When getting nowhere fast is a reminder
To those who feel like they have been abandoned in the middle of a great adventure: you’re in good company. If everything was going well and then it all seemed to go kind of quiet—as though the Almighty was suddenly busy off doing God-stuff elsewhere—you are not alone.
Jesus’ disciples found themselves in the same boat—literally.
They were probably getting used to crossing the Sea of Galilee this way and that so Jesus could heal and teach; He used their boats to get around like an early Uber. Then, one day, Mark 6 tells us, Jesus “sent them on ahead” to Bethsaida so He could go off and pray.
Perhaps that should have caused them to wonder: why wasn’t He coming along too? Maybe they didn’t think too much of it because He had given them a destination to head to; they had a goal. Maybe they figured that, because they knew where they were supposed to be going, they could rely on their serious experience as fishermen to get themselves there. No biggie.

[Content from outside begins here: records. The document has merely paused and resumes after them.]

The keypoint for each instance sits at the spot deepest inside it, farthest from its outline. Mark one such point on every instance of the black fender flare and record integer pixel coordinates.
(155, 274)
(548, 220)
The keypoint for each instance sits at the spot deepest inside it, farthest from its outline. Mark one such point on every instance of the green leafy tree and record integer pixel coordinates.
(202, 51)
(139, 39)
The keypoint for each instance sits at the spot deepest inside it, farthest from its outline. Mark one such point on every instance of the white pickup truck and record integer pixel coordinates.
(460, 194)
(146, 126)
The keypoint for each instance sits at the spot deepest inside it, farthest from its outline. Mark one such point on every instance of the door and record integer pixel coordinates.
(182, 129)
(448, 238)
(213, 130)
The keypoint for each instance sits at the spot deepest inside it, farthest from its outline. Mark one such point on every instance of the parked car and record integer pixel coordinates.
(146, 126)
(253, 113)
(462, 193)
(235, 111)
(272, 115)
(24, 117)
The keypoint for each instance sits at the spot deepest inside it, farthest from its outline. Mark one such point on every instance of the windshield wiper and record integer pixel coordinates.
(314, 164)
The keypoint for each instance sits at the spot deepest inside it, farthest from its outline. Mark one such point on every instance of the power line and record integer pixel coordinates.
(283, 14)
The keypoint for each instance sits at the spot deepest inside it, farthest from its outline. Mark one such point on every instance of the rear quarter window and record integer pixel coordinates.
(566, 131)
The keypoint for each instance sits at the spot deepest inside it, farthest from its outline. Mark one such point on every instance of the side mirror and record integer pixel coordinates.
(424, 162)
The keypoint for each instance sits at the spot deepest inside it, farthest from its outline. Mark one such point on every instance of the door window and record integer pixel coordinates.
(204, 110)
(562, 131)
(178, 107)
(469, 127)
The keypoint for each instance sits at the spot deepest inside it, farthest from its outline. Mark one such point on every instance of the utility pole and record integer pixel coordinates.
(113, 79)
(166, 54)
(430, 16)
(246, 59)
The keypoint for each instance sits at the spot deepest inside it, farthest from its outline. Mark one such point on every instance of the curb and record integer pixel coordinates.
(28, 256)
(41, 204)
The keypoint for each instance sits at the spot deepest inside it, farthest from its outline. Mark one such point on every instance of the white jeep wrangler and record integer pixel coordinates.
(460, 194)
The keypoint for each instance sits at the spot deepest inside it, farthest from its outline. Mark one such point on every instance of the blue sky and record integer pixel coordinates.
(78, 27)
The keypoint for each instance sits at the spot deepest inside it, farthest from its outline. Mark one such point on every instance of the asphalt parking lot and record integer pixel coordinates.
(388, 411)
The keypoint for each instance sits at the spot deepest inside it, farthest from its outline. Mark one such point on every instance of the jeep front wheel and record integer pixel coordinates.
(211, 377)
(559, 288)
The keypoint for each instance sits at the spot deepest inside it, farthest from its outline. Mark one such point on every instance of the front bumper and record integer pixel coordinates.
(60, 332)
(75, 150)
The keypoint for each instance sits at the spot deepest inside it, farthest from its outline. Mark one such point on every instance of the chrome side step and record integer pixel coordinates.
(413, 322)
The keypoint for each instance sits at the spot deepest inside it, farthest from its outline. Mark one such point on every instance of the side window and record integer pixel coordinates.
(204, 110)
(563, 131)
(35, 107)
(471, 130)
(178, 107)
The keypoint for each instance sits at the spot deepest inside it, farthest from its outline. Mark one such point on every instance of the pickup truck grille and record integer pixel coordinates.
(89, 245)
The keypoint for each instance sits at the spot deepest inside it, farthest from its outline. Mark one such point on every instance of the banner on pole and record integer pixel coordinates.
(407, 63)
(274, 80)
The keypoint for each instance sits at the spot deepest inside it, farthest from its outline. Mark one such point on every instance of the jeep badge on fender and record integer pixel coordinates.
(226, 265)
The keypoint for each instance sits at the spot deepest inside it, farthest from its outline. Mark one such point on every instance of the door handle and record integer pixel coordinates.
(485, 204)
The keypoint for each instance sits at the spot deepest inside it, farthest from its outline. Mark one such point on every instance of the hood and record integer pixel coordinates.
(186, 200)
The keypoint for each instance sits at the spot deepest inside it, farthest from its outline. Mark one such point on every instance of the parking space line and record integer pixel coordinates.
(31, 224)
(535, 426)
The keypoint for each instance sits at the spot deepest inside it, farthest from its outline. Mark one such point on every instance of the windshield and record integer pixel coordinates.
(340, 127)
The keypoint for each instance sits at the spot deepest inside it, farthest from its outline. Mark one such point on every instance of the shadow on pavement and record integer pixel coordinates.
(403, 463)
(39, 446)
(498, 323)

But some hours later they were still only in the middle of the lake, “straining at the oars” (Mark 6:48), because the conditions were against them.
Sound familiar?
It’s highly likely that, as they rowed and rowed, the disciples remembered a previous rough night on the water (Mark 4:35-41). They’d feared they were goners that time. I suspect that, as the waves rose again in their latest crossing, one of them may have muttered something like, “I wish Jesus was here like last time.”
Thing is, when He did show up, walking on the water, they didn’t recognize Him. They actually shrieked, thinking He was a ghost (Mark 6:49). Sometimes God comes in ways we don’t expect, ways that may even scare us.

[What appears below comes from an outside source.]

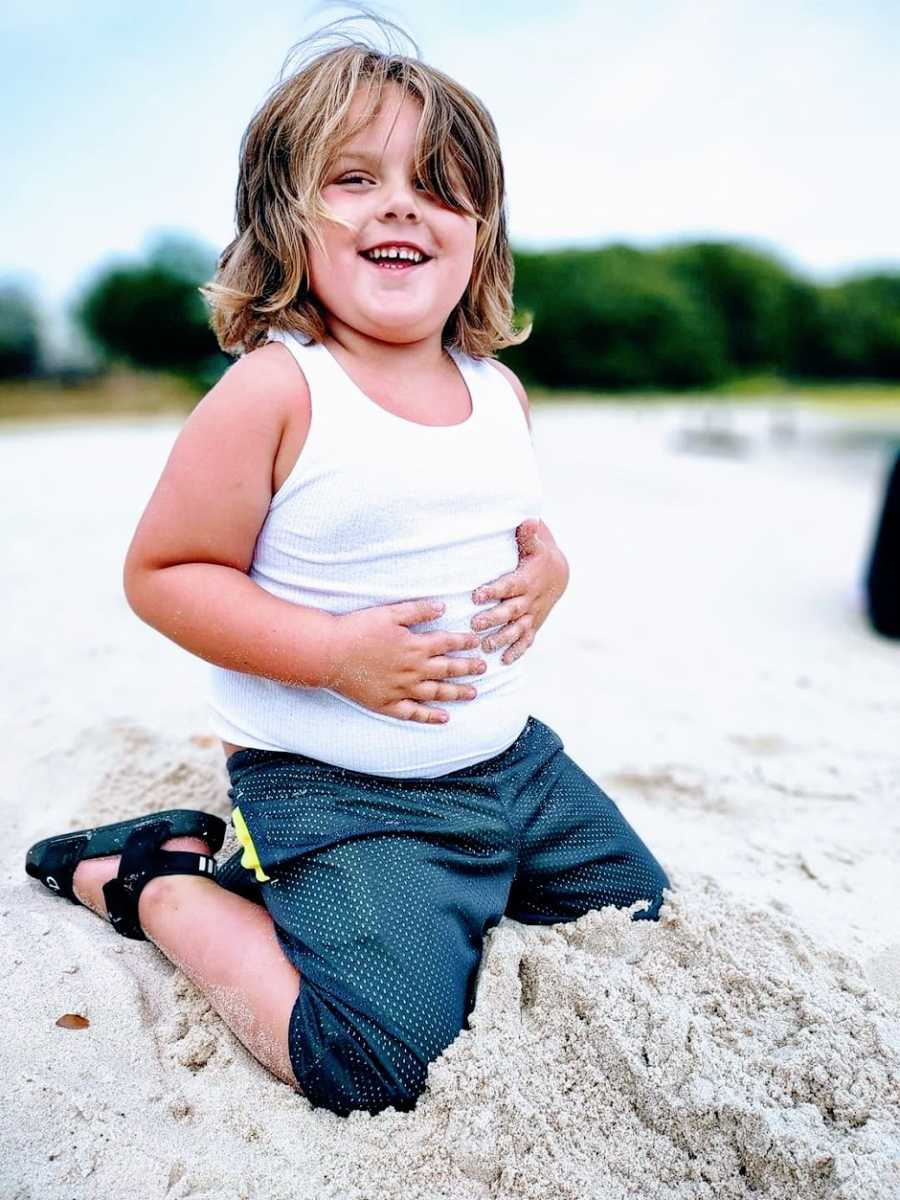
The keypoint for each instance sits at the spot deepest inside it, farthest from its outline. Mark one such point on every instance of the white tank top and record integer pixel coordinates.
(377, 510)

Why did Jesus send his disciples ahead to Bethsaida alone? It might have had something to do with the fact that they had just been part of a major miracle, the feeding of the five thousand. Perhaps they were beginning to think that they were a bit all that.
Sometimes we need the reminder that, without His presence, we can’t actually get where He wants us to go. Recall that Moses, charged with leading the Israelites into the Promised Land, begged God: “If your Presence does not go with us, do not send us up from here” (Exodus 33:15).
Some might point out that the situation for the disciples in the boat was different than for us because Jesus was then limited by His earthly form. They were on their own because He was up a mountain, praying. Since the resurrection, of course, He is always with us, in and through the Holy Spirit. And He even promised that He would be with us always (Matthew 28:20).
True, but the disciples’ previous stormy night on the water reminds us that, sometimes, Jesus may be in sleep mode even when He us around.
Frightening and frustrating as these times are, when Jesus seems to be away or asleep as your boat pitches and rolls, be assured that you will not drown. He will calm the waves. Hang onto the promise of Isaiah 43:2 like a life jacket: “When you pass through the waters… they will not sweep over you.”
One Response to “When getting nowhere fast is a reminder”
Exactly! Andy, you are listening… Jesus kept showing me the storm/ disciples lesson. I heard a voice in my head, the other day saying: ” Dont give up…keep praying!”